An Advocate for the Uninsured

Published: May 30, 2003

New Approaches to Real-World Problems

Claudia Lennoff ’91 recently received a Robert Wood Johnson Community Health Leadership Award.

An Advocate for the Uninsured
 
When community activist and 1991 UMBC graduate Claudia Lennhoff took the stage recently to receive a $120,000 award from the Robert Wood Johnson Foundation for her work fighting for affordable healthcare for the uninsured, it was the culmination of a personal struggle.
Lennhoff was diagnosed with cancer fourteen years ago while she was an undergraduate psychology major and women’s studies minor at UMBC. She was between semesters that summer, and thus had no health insurance.
While doctors urged her to seek immediate treatment, she was unable to find a physician in Baltimore willing to treat her without insurance.
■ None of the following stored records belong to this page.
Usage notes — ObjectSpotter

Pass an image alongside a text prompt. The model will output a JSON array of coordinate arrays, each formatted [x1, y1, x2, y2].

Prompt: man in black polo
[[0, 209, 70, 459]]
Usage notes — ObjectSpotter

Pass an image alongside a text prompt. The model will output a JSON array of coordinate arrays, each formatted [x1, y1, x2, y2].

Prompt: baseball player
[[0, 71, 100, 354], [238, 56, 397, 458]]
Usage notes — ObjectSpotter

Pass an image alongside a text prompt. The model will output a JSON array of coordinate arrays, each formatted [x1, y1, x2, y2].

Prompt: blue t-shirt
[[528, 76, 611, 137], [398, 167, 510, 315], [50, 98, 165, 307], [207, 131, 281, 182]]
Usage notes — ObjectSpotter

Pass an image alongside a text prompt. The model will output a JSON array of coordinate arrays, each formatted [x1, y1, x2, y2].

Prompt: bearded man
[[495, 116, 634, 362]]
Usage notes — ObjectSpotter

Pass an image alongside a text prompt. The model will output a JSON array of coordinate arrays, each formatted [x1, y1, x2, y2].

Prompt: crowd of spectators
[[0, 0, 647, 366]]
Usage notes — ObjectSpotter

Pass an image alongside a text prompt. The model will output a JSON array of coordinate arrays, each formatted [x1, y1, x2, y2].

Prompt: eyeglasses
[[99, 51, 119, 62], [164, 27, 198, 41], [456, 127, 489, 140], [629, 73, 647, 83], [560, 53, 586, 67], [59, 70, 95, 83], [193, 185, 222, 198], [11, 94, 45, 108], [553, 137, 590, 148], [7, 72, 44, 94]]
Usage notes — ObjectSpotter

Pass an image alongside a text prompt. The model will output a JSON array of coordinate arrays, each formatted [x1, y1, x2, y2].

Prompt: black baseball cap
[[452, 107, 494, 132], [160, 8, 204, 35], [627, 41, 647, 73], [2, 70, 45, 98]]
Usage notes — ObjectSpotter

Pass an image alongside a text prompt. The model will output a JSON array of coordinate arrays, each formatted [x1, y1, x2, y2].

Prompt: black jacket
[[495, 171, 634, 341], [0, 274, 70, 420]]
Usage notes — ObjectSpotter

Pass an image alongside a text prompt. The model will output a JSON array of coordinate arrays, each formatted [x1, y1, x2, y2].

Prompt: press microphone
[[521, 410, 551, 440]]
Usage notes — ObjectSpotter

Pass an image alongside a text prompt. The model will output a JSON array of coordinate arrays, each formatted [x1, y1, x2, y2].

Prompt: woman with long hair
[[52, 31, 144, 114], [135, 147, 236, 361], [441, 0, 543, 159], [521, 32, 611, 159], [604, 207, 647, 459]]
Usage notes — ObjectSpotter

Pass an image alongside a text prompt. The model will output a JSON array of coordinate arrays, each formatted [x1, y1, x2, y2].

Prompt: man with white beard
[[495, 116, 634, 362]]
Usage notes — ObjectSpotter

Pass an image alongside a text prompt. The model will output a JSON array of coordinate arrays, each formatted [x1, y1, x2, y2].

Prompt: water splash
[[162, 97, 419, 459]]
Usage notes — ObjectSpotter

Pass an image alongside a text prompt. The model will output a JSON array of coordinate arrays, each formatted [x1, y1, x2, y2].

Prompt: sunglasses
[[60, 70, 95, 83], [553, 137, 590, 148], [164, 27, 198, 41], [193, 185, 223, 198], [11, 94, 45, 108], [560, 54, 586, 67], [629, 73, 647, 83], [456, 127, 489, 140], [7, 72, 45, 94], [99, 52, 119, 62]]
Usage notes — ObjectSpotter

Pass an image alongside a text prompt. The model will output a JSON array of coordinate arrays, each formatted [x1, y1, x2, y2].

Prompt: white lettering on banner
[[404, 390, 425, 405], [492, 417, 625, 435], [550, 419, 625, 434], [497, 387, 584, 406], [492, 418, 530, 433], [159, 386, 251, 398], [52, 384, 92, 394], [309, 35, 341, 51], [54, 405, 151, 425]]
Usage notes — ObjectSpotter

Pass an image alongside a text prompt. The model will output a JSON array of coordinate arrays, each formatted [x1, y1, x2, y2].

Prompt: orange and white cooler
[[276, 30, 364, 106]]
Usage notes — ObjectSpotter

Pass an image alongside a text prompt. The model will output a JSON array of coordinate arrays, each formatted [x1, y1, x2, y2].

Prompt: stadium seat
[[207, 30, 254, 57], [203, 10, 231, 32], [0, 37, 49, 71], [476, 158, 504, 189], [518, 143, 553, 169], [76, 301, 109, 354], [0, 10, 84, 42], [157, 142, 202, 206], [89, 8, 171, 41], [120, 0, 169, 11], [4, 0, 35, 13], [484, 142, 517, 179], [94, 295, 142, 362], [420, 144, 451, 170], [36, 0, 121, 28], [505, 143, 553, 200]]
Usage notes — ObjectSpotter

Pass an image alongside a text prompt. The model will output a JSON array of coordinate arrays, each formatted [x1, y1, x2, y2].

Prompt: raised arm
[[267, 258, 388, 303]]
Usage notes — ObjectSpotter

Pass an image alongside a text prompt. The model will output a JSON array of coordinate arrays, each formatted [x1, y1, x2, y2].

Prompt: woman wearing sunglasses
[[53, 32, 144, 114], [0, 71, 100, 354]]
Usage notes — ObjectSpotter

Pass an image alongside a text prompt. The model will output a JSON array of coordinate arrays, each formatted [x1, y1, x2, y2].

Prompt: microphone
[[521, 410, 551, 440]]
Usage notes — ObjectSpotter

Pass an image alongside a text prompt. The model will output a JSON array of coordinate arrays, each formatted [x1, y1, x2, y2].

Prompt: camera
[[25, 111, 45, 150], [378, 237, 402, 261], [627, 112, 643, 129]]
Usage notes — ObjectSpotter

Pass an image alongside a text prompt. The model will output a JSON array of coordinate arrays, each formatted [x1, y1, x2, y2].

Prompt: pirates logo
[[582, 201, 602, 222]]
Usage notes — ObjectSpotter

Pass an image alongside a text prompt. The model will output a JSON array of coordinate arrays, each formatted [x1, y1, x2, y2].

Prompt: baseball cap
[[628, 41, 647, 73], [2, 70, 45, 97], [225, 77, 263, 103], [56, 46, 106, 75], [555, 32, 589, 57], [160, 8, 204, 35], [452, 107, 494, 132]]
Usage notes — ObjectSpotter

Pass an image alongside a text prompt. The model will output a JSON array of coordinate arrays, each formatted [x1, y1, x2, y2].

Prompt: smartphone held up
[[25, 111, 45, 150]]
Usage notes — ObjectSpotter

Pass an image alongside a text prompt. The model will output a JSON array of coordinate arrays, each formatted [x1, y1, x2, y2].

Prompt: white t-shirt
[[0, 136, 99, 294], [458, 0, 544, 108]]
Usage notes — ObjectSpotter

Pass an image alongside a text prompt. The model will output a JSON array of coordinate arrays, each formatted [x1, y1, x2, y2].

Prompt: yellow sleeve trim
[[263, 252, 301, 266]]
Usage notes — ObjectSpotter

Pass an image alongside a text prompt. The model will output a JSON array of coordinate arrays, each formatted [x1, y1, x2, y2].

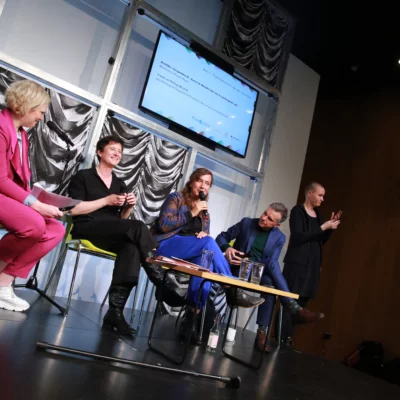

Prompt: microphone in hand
[[199, 191, 210, 218]]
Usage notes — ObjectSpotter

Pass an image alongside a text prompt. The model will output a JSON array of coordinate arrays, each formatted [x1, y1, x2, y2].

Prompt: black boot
[[226, 286, 264, 308], [103, 284, 136, 335], [178, 307, 201, 346]]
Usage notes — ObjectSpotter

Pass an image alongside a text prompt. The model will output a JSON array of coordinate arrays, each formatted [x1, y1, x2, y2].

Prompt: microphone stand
[[14, 138, 71, 315]]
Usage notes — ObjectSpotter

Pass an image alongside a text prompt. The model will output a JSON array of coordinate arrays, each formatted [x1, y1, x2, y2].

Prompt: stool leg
[[129, 285, 138, 325], [278, 303, 283, 347], [199, 302, 207, 342], [65, 245, 82, 316], [136, 278, 149, 332], [43, 244, 68, 294], [242, 307, 257, 334], [100, 286, 111, 310], [235, 307, 239, 329]]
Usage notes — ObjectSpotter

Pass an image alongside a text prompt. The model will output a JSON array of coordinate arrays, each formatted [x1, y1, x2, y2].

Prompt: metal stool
[[44, 233, 136, 321]]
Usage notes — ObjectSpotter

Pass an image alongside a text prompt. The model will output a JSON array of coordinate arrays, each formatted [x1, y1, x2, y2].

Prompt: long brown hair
[[182, 168, 214, 207]]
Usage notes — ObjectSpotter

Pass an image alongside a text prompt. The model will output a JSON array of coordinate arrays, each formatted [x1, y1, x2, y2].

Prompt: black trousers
[[275, 297, 310, 342], [72, 218, 158, 285]]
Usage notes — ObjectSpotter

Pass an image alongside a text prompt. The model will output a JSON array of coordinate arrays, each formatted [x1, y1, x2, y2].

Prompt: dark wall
[[295, 82, 400, 360]]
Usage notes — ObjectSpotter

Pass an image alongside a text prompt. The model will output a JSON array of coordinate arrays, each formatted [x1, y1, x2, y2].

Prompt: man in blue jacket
[[216, 203, 324, 351]]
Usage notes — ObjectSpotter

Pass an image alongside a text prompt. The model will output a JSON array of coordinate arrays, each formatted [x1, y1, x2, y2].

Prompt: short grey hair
[[268, 203, 288, 224]]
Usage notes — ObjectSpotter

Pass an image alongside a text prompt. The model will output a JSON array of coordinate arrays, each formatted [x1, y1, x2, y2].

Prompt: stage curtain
[[223, 0, 293, 89]]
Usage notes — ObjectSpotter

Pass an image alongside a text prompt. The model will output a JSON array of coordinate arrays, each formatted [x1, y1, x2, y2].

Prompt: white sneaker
[[0, 283, 29, 311]]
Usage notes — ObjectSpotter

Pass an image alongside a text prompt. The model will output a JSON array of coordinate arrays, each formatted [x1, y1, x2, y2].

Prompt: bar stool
[[44, 230, 141, 321]]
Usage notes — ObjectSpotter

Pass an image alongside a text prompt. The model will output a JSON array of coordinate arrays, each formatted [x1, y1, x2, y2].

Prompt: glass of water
[[239, 260, 253, 281], [250, 263, 265, 285], [201, 250, 214, 269]]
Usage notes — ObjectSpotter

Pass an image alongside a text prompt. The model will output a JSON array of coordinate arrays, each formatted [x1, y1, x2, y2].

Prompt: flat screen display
[[139, 31, 258, 157]]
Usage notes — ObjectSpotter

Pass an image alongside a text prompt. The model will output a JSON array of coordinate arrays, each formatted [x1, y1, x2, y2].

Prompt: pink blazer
[[0, 109, 31, 203]]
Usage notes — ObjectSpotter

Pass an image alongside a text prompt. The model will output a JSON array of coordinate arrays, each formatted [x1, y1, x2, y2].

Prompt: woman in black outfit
[[282, 182, 342, 344], [68, 136, 162, 335]]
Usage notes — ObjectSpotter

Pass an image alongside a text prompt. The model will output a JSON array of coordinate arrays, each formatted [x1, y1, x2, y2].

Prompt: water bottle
[[206, 314, 221, 353]]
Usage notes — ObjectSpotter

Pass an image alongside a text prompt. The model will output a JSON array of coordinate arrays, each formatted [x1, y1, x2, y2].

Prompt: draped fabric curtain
[[0, 68, 95, 194], [222, 0, 293, 89], [101, 116, 187, 225]]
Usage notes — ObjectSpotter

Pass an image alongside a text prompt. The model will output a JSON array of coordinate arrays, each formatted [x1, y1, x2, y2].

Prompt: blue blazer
[[215, 218, 286, 265]]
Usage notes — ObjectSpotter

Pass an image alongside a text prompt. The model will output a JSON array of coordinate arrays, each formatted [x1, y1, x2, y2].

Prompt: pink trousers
[[0, 195, 65, 278]]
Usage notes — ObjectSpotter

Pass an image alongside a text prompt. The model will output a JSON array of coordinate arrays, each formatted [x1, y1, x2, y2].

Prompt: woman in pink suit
[[0, 80, 65, 311]]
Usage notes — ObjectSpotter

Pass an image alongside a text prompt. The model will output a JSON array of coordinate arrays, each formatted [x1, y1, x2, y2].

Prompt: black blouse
[[68, 167, 127, 224]]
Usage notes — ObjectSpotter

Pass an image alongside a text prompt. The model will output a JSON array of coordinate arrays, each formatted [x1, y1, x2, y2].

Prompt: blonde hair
[[6, 80, 50, 117]]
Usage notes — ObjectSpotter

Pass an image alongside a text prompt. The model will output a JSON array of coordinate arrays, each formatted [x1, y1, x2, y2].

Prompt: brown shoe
[[254, 329, 271, 353], [292, 307, 325, 324]]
Fortunately, her parents found a doctor in her hometown of San Antonio, Texas, who agreed to accept Lennhoff as his patient and she was able to make a full recovery.
“While (beating cancer) is not the motivation behind my work, it allowed me to see that the failures of the health care system have a lasting psychological impact as well as posing a threat to physical health,” Lennhoff says. “Being denied medical care leaves a real sense that one’s life is not considered important.” 
Lennhoff first became involved with the advocacy organization Champaign County Health Care Consumers (CCHCC) in 1995 while a graduate student at the University of Illinois at Urbana-Champaign. Lennhoff became a full time community organizer at CCHCC in 1997 and was later named executive director in 1999.
She and her staff of four have led their 600 active volunteers in reinstating a popular Medicare program that eliminated out-of-pocket medical costs for low-income seniors and disabled citizens. CCHCC also worked to force the University of Illinois to provide contraceptive coverage for its employees.
In September, Lennhoff came to Washington, D.C. to receive one of 10 Robert Wood Johnson Community Health Leadership Program awards. Winners were chosen from 463 nominees across the country. Lennhoff believes that, in large part, her time at UMBC enabled her to move on to bigger and better things.
“Of all my academic experiences, my education at UMBC was, by far, of the highest quality,” she says, “It was the most challenging, had the most integrity, and allowed me to do the most growing, both personally and intellectually.”